名もなき住人たちが教えてくれる世界の温度
風景だけでなく、街を行き交う住人たちにもカメラを向けてみました。パン屋の店先で大きな欠伸をしている少年、重そうな木箱を抱えて立ち止まり、ふうっと息を吐く商人、屋根の上で丸まってまどろんでいる猫。彼らには特別な名前もなければ、物語を大きく動かす重要な役割もありません。それでも、彼らの一挙手一投足には、確かな生活の匂いが漂っていました。

カメラのズームを使って彼らの何気ない表情を追いかけていると、なんだかカフェのテラス席で街行く人々を観察しているような気分に浸れます。システム上はただのプログラムの塊に過ぎないはずなのに、そこに「彼らの日常が続いている」と感じさせる余白が丁寧にデザインされている。誰かの当たり前の生活をそっと切り取るようなこの作業が楽しくて、僕はさらに何十枚ものスクリーンショットを保存してしまいました。完璧な絵作りよりも、こういうささやかな不規則さのような日常感に惹かれてしまうのは、僕の昔からの癖みたいです。
寄り道ばかりの歩幅が連れてくるもの
結局、その夜の冒険は最初の街の広場で終わってしまいました。セーブデータを上書きしながら、レベルは少しも上がっておらず、新しい武器も手に入れていないことに気づいて、思わず苦笑してしまいます。手元に残ったのは、物語の進行には全く関係のない、街の風景と住人たちの写真の山だけ。でも、僕の心の中には、一日中歩き回った後のような、心地よい充実感が残っていました。

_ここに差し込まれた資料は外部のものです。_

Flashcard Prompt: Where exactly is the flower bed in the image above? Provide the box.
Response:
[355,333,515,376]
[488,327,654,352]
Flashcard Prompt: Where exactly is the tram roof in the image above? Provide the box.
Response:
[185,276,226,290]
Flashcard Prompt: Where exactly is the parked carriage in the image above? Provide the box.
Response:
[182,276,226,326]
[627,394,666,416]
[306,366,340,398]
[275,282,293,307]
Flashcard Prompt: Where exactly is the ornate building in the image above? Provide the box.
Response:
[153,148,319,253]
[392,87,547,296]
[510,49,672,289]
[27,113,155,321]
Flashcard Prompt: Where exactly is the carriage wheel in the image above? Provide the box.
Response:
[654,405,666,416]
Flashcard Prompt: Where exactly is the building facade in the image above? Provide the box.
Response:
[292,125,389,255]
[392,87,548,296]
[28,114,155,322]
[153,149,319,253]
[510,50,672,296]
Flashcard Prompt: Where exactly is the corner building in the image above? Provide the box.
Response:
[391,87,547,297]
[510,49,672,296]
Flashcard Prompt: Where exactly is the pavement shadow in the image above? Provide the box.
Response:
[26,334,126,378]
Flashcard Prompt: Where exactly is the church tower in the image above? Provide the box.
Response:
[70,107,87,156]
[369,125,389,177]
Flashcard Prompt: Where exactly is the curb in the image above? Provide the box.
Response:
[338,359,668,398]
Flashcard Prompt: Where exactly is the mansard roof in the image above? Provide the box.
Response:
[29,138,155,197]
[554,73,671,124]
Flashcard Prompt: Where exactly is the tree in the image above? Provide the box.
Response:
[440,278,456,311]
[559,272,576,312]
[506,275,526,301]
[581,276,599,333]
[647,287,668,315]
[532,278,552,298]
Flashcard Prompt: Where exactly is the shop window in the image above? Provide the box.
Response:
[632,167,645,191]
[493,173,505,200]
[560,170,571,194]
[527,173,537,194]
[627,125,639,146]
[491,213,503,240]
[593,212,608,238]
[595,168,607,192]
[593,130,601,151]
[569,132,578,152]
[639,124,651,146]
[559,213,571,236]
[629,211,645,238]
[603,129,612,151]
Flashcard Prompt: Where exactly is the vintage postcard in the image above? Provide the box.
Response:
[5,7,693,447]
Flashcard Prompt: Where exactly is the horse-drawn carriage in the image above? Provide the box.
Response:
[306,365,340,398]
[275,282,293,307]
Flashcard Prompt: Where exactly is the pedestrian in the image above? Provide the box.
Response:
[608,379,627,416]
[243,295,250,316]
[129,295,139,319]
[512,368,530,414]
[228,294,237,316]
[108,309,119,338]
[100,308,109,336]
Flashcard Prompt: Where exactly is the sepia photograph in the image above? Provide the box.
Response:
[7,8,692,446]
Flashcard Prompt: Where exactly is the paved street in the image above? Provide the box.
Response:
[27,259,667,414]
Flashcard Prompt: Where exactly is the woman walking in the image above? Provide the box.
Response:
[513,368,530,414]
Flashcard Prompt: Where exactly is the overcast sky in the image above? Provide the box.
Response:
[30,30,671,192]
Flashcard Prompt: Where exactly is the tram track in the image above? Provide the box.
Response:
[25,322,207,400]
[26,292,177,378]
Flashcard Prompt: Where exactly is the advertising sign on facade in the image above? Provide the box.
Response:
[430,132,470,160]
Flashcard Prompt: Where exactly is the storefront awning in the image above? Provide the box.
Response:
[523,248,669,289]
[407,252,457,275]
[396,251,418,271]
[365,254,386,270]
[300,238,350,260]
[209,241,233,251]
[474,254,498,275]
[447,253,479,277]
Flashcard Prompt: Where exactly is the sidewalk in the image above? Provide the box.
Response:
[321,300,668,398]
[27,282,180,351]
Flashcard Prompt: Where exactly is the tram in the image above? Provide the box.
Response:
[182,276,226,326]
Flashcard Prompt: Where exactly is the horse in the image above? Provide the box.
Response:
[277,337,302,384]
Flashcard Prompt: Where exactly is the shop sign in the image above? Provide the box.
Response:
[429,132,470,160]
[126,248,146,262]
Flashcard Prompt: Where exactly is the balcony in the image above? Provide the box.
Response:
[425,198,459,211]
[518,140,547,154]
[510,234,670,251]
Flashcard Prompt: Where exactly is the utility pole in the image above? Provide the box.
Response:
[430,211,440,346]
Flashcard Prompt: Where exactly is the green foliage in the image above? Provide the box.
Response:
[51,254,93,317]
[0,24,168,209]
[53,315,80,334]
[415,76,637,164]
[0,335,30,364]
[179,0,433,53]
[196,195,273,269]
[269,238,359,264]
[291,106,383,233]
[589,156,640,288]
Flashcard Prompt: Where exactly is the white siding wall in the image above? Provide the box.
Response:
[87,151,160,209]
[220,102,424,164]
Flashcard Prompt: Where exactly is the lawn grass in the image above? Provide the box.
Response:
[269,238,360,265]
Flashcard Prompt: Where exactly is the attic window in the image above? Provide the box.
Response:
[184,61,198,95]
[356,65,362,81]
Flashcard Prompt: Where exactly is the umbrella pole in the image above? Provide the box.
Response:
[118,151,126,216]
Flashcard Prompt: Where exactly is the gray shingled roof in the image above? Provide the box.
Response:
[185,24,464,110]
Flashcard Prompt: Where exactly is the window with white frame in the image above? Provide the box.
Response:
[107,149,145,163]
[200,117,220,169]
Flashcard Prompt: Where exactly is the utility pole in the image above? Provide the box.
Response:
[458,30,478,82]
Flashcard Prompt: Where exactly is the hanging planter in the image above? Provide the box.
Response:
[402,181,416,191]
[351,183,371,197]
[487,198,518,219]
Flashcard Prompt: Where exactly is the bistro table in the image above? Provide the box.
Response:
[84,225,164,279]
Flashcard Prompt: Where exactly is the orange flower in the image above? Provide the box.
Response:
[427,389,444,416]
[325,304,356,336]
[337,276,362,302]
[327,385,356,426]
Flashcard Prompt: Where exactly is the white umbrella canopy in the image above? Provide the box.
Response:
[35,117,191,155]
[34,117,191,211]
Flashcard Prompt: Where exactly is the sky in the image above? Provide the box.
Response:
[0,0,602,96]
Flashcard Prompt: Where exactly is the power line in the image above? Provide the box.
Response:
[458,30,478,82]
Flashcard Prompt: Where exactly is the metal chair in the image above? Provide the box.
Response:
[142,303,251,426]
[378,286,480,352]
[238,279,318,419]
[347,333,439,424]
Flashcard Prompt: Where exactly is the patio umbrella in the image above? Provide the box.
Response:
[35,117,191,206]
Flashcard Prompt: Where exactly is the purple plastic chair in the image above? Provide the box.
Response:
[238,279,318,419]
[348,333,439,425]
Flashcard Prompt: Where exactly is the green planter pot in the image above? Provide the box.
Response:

最短ルートで目的地にたどり着くことだけが、歩く目的ではないんですよね。あえて立ち止まり、レンズ越しに世界を覗き込むことで、見落としていたかもしれない美しさや、誰かの仕事の跡に触れることができる。次にコントローラーを握る時も、きっと僕はまた同じように、物語を放り出して寄り道をしてしまうのだと思います。そんな自分の不器用で遠回りな歩幅も、悪くないなと感じた夜更けでした。